You don’t have to be alone. You do not have to deal with these feelings on your own.
For just under twenty years, this is exactly what I did. Don’t get me wrong, I’m no martyr to my mental health problems - I spoke to my GP and was given anti-depressants that balanced my mood for the most part, but with the exceptions of my husband and parents, no one even knew there was anything wrong. I didn't really have any friends; and my brother and I aren't close, so he didn't even know. You see, when you are fighting depression and/or anxiety, you spend most days behind a mask of normality. To anyone who met me I was a bubbly, easy-going person who always had a smile on her face and a self-depreciating sense of humour. I became so good at hiding the way I was feeling that I think even those who knew forgot that there was anything wrong as it was never talked about.
I think my parents and husband thought I had just been “a bit down" or “down in the dumps" and I had managed to “snap out of it” or that I had “pulled myself together" They didn't understand that depression is a mental illness and it’s not something you can just snap out of. Mental illness is still a term that is surrounded by stigma; it’s a taboo subject that people don’t want to mention for fear that they will be thought of as mad, weak or dangerous – someone to pity or fear.
It wasn’t until May this year that I finally found my perfect family. I had signed up for “Miles for Mind” a running challenge to raise funds for the Mental Health charity, Mind. I had pledged to run 50 miles over the month. I dutifully joined the Facebook group where we were to post our runs and chat with others who were taking part in the challenge. Many were also fighting their own mental health demons or knew someone that was.
The sense of community was amazing. We congratulated each other on our progress and commiserated when times we’re hard. We ran more miles than we needed so that those who were struggling, would also be able to accomplish their goals and to receive their well-deserved medals. Mental health wasn’t a taboo subject here, it was accepted as the norm to chat about how you were feeling. To receive encouragement and kind words from these complete strangers, many of whom were going through the same battles, was awe-inspiring. We were a team with a singular goal; to raise as much money for Mind as possible, to help others like us.
I completed over 100 miles during the month of May, 50 miles more than I needed. It became far more important to me that those extra miles would be donated to another person who had struggled with the challenge than the satisfaction that I had smashed my own target.
We didn’t want to lose this wonderful community spirit that had developed between the “Miles for Mind” group, and luckily, one of our number set up a follow-on group, “Team Jelly Baby” so that we could continue to grow and support others.

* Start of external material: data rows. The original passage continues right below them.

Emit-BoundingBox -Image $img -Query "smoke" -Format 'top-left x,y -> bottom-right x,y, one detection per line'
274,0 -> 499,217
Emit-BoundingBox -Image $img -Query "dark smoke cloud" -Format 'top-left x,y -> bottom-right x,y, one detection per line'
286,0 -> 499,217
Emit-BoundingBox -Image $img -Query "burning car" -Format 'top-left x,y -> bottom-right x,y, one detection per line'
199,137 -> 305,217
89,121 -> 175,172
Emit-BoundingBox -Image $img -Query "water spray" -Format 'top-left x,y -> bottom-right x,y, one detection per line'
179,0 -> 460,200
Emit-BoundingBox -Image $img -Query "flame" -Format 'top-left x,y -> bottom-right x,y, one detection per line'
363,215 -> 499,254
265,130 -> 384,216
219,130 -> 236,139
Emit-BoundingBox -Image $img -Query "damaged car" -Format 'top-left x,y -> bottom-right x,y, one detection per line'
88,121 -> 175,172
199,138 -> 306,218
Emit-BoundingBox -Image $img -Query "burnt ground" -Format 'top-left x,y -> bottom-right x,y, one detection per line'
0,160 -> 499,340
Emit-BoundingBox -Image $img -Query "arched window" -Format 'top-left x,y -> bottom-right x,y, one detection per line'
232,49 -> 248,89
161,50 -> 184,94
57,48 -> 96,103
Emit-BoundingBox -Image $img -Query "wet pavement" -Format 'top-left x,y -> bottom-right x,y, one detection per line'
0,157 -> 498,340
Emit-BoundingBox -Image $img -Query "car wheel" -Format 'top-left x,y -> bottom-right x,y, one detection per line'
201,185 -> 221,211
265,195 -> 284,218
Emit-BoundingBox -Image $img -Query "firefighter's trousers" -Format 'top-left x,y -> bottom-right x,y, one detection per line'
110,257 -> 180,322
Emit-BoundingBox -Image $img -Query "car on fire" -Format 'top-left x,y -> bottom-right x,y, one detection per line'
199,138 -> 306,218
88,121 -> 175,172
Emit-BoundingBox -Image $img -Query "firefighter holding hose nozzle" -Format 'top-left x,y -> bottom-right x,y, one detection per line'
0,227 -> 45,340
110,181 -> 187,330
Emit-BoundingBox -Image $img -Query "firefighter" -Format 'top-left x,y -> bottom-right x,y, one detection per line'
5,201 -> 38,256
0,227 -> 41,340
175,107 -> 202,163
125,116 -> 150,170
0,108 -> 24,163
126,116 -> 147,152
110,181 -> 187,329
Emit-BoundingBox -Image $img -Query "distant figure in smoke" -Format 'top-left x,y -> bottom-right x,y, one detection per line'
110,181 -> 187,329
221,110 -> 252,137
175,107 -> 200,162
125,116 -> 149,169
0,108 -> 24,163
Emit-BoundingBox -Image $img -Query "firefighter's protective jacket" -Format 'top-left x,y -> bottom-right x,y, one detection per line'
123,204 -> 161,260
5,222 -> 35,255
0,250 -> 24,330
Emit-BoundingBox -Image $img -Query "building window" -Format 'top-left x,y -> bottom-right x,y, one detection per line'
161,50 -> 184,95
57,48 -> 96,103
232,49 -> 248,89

This group and these people, most of whom also completed the “Miles for Mind” challenge, are my mental health family. I now know that I won’t ever have to be alone with my demons again, my family will be there with me.
I am now even happier as it has been announced that there will be another similar challenge to raise money for Mind, and hopefully we’ll get to catch up with our friends from the “Miles for Mind" challenge.
It will be just like a family reunion, but this family is made up of people just like me.